Filmfest 2015
Von Männern und Hühnern
Die Verwandtschaft lässt sich nicht bestreiten: Die Brüder aus "Men & Chicken".
Einer der abgefahrensten Beiträge zum diesjährigen Münchner Filmfest kommt aus Dänemark. "Men & Chicken" amüsiert und verstört gleichermaßen.
Mit denen stimmt was nicht, das sieht man gleich. Gabriel muss ständig irgendetwas hochwürgen und Elias hat eine derart ausgeprägte Libido, dass er alle paar Stunden auf die Toilette verschwinden muss, um zu onanieren. Aber außer einer operierten Hasenscharte scheinen die beiden Brüder nicht allzuviel gemeinsam zu haben. Gabriel ist Dozent für Philosophie und dementsprechend feingeistig, Elias hingegen, gespielt von Mads Mikkelsen, ist eher einfachen Gemüts und wirkt wie ein großes unbeholfenes Kind mit Schnauzbart.
Als dann der vermeintliche Vater der beiden verscheidet und ihnen posthum per Videobotschaft ausrichtet, dass sie adoptiert sind, scheint auch klar, warum sie so verschieden sind. Sie haben zwar einen gemeinsamen Vater, angeblich ein Wissenschaftler namens Evelio, der auf einer entlegenen dänischen Insel lebt, aber verschiedene Mütter. So zumindest behauptet das der Adoptivpapa.

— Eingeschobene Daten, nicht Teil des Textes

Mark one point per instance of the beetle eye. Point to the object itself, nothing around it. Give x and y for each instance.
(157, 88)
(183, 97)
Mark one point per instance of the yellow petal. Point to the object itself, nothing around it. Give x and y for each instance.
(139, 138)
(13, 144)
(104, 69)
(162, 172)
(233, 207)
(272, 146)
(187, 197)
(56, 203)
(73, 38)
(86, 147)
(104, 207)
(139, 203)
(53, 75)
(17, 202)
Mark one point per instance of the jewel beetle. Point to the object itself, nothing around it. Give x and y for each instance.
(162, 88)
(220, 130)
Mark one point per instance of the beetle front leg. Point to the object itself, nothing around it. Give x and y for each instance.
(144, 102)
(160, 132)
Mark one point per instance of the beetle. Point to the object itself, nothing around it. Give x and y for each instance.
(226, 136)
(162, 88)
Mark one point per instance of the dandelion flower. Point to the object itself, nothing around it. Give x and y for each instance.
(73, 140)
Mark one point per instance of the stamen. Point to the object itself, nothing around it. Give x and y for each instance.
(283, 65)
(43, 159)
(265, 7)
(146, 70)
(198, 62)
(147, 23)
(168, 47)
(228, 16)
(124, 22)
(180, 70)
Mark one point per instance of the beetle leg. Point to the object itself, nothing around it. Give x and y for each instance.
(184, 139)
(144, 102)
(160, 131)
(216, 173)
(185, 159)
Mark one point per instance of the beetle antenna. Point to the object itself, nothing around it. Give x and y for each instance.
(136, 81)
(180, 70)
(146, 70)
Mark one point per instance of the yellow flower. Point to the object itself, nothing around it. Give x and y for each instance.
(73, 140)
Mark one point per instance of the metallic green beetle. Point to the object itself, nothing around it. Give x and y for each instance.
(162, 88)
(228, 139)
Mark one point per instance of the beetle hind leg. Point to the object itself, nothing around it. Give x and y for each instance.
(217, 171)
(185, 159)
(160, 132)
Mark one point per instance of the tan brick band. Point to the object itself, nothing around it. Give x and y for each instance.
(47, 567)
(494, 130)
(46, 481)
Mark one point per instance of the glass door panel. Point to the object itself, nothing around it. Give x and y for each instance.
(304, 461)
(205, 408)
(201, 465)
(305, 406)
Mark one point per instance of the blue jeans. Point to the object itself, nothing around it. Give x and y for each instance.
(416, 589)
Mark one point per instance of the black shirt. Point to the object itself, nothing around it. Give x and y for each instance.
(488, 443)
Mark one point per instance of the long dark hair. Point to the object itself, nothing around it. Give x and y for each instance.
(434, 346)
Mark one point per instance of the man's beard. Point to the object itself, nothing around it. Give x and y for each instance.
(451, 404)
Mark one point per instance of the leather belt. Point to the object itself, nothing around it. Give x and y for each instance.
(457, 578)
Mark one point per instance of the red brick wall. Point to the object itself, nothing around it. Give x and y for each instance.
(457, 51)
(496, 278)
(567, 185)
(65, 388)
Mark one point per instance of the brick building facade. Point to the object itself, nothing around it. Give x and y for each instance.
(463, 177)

Erstmal gibt's ordentlich auf die Fresse
Also machen sich die Halbbrüder auf den Weg, um Antworten von Evelio zu bekommen. Der Wissenschaftler haust in einem ehemaligen Sanatorium, und als Gabriel und Elias dort ankommen, werden sie zunächst sehr harsch von drei äußerst verschrobenen Herren empfangen. Anders gesagt: Es gibt erstmal ordentlich auf die Fresse. Das bevorzugte Kommunikationsmittel dieser Gestalten ist nämlich das Prügeln mit diversen Gegenständen, wie ausgestopften Tieren oder Holzlatten. Klingt bis hierhin schon ziemlich absurd, aber es wird noch abgedrehter in "Men & Chicken" (im Original "Mænd og Høns").
Die drei Prügelburschen sind nämlich ebenfalls Söhne von Evelio, und allmählich wird klar, dass hier etwas richtig faul ist. Überall auf dem Sanatoriumsgelände laufen Tiere herum, vornehmlich Hühner, von denen einige seltsame Deformitäten aufweisen - und von Vater Evelio keine Spur. Während Elias ganz gut zum Rest der "Famlie" zu passen scheint, kommt Gabriel sich eher vor wie im Irrenhaus. Er merkt schnell, dass er in den Keller muss, zwar nicht zum Lachen, aber um Antworten zu finden.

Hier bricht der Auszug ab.